Certo, nel frattempo dovremmo fare i conti con una spesa per interessi maggiori, specie se i rendimenti a lungo termine lievitassero proprio in considerazione dell’aumentata domanda sulla parte longeva della curva. Tuttavia, i mercati percepirebbero il passo come compiuto nella giusta direzione e forse premierebbero gli sforzi, riducendo il grado di sfiducia verso i nostri bond. Si consideri che un Bund a 30 anni rende ancora l’1%, per cui esisterebbero margini per un calo dei rendimenti italiani pure sul tratto a lunghissima scadenza. Inoltre, la stessa UE si convincerebbe che i maggiori oneri a carico del bilancio statale facciano parte di un preciso piano per abbattere i rischi sul debito italiano, riducendo quelli sistemici nel resto dell’area. E così, ne terrebbe conto mostrandosi più flessibile sul deficit, ad esempio non richiedendoci un pari aumento dell’avanzo primario – in sé già alto – a copertura di tutto l’extra-costo sostenuto per gli interessi. In cambio, Roma s’impegnerebbe ad abbattere il rapporto debito/pil con misure credibili di medio-lungo termine e non solo puntando a tagli alla spesa o aumenti di imposte nell’immediato.

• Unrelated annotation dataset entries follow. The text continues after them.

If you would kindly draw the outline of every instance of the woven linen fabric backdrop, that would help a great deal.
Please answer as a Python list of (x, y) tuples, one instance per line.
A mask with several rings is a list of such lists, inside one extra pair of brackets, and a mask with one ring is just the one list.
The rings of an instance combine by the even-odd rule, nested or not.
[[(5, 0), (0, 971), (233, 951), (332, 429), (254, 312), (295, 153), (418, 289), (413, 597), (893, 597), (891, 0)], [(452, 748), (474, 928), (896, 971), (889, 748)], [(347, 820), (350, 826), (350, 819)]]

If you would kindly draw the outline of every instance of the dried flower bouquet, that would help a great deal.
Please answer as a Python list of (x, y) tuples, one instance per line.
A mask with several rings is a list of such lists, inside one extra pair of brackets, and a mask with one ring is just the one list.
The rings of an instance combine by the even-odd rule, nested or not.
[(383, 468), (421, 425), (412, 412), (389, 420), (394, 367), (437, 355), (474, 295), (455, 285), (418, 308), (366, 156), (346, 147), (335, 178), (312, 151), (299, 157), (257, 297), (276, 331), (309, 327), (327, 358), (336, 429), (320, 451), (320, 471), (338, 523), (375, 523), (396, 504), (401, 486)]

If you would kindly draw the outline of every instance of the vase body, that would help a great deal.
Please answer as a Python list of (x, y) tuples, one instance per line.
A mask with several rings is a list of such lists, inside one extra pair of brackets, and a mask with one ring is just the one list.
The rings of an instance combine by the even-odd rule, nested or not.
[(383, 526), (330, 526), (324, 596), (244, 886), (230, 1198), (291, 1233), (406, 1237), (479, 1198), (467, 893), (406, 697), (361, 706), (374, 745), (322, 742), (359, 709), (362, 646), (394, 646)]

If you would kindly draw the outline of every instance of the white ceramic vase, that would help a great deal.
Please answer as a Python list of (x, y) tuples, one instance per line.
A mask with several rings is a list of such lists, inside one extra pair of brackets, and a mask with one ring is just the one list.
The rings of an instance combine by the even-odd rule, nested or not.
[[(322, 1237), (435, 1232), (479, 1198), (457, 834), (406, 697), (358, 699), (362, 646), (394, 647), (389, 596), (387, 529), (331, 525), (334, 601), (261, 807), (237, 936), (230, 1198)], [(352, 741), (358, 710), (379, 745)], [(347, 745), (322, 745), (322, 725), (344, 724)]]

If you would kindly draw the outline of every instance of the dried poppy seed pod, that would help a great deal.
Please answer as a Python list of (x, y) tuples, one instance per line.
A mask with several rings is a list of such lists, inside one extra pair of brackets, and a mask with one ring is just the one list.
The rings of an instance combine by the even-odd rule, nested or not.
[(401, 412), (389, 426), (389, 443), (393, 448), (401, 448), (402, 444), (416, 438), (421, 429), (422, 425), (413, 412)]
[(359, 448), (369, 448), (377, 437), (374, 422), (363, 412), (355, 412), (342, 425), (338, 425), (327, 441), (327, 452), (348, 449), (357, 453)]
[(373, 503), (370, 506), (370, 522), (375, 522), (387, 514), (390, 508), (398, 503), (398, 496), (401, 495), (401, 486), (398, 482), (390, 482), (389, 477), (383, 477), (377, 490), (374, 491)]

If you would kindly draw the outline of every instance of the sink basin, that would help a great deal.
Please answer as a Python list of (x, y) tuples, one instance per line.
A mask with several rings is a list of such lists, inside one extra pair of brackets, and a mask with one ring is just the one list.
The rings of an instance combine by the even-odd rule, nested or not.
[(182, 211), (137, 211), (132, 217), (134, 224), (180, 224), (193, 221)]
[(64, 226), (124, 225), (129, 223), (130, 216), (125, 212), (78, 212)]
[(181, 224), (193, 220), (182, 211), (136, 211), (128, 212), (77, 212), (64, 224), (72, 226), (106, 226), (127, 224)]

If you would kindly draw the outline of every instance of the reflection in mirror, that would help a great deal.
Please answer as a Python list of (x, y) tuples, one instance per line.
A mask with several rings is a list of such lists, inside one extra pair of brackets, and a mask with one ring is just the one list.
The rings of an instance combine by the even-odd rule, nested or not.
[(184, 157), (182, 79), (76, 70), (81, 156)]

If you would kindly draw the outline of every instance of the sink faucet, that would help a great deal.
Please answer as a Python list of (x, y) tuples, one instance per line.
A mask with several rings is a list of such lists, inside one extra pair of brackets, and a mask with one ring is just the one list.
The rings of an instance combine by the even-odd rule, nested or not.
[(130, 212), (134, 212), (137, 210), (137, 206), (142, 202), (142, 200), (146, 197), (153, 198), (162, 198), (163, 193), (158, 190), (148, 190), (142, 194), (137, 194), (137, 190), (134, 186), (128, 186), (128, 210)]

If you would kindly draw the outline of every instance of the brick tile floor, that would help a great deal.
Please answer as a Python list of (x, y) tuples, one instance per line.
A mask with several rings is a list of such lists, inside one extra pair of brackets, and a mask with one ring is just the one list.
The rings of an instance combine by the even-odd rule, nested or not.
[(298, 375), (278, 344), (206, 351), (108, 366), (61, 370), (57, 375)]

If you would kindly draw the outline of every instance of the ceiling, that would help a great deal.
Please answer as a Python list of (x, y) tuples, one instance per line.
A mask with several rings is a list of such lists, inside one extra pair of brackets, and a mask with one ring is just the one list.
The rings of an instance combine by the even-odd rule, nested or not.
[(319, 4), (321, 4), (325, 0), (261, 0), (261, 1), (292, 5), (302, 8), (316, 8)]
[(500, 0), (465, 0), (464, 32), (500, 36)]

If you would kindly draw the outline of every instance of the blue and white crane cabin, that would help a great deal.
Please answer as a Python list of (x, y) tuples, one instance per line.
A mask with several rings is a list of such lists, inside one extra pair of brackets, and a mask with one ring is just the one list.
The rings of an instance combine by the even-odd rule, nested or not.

Dunque, serve proprio allungare di 4-5 volte la durata del debito pubblico e magari per convincere gli investitori istituzionali a puntare sui BTp, bisognerà offrire cedole sostanziose e in linea con il rendimento, in modo da ridurre la volatilità attesa delle quotazioni e rassicurare maggiormente sulla possibilità di rivendere i bond sul mercato secondario prima della scadenza.

Messe così le cose, anche quando qualche investitore scontasse l’uscita dall’euro dell’Italia, approfitterebbe dell’offerta per acquistare titoli che verrebbero rimborsati solo tra 30, 40 e 50 anni, quando il nostro Paese verosimilmente sarebbe in grado di rimborsarli integralmente anche se nel frattempo fossimo tornati alla lira. I problemi si avrebbero, infatti, perlopiù nel medio termine, per cui bisogna uscire fuori dall’arco temporale percepito più a rischio per spingere il mercato a prestarci denaro per bond in scadenza in anni lontani, allettandolo con cedole da sogno in una fase di tassi a zero come questa. Insomma, bisogna gettare il cuore oltre l’ostacolo e solo pensando in grande e andando oltre la contingenza potremmo davvero risolvere una volta per tutte la crisi dello spread e reagire alla sfiducia dilagante della finanza verso il nostro indebitamento sovrano. Forse non è un caso che la stessa Argentina, pur reduce da due default in appena 15 anni, sia stata in grado solo un anno fa a collocare sul mercato un bond secolare. Perché da qui a un’altra era, persino uno stato fallito potrebbe riprendersi.